L’ultimo libro di Joseph Stiglizt (che Grillo chiama nel suo blog
familiarmente “Joe”), tradotto in italiano per i tipi dell’Einaudi e dal titolo
Il prezzo della disuguaglianza, è
incentrato prevalentemente sul tema di come risolvere la crisi fiscale dello
Stato dal lato della tassazione dei profitti e dei grandi patrimoni. Egli
condensa le sue proposte in otto punti a pagina 345. Tutte cose di buon senso e
che possono produrre anche dei risultati dal lato delle entrate: i beni
immobili non possono scappare e perciò si possono tassare; eliminare le
scappatoie fiscali, tassando di più le rendite, ecc.. Tassare di più i profitti
è già molto più difficile poiché le scappatoie sono molte, e soprattutto perché
i monopoli farebbero presto a scaricare i maggiori oneri sui prezzi.
Comunque sia, la critica di questi accademici, così come dei loro
sedicenti seguaci alla Grillo, è sempre laterale rispetto alle criticità del
sistema. Ciò che sfugge è il movimento reale che produce crisi di squilibrio e
crea tensioni sociali e alterazioni nel tempo psicologico delle attese.
Attendersi risposte dai governi nazionali è un’illusione, poiché come scrive
Sergio Romano “i mali delle democrazie
europee”, sono “irreparabili” dal
momento che i governi democraticamente eletti sono andati perdendo “gli strumenti necessari per governare”
e “appaiono nel migliore dei casi
esecutori di politiche decise altrove o fortemente condizionate da eventi che non possono controllare”.
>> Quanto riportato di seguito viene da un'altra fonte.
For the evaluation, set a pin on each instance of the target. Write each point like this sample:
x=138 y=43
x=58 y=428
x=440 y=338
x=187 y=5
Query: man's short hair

Preso atto di questo stato di cose, la soluzione non può essere
quella di un ritorno all’indietro, considerato realisticamente impossibile, ma
quella di una spinta in avanti verso un’Europa che assuma i caratteri di un
vero Stato federale. Resta aperto il problema della legittimazione delle
istituzioni europee come portato della sovranità popolare. Ma è ben chiaro come
il problema della democrazia in tal modo sia fatto calare dall’alto e non nasca
come naturale espressione di volontà provenienti dal basso. Si tratterebbe in
tal caso di applicare un’etichetta a un prodotto già confezionato e il cui
contenuto opaco è già stato deciso da altri.
Ecco
quindi, per tornare al mio post di ieri, che nel momento storico in cui è
finito un ciclo economico e le relative dinamiche politiche e sociali sono
entrate in coma, ossia nel momento in cui il sistema non più in grado di
reggere economicamente un welfare a debito, farsi strada un nuovo modello di
democrazia che in realtà è una tecnocrazia neoliberista nella quale la finzione
della rappresentanza ha fatto kaputt.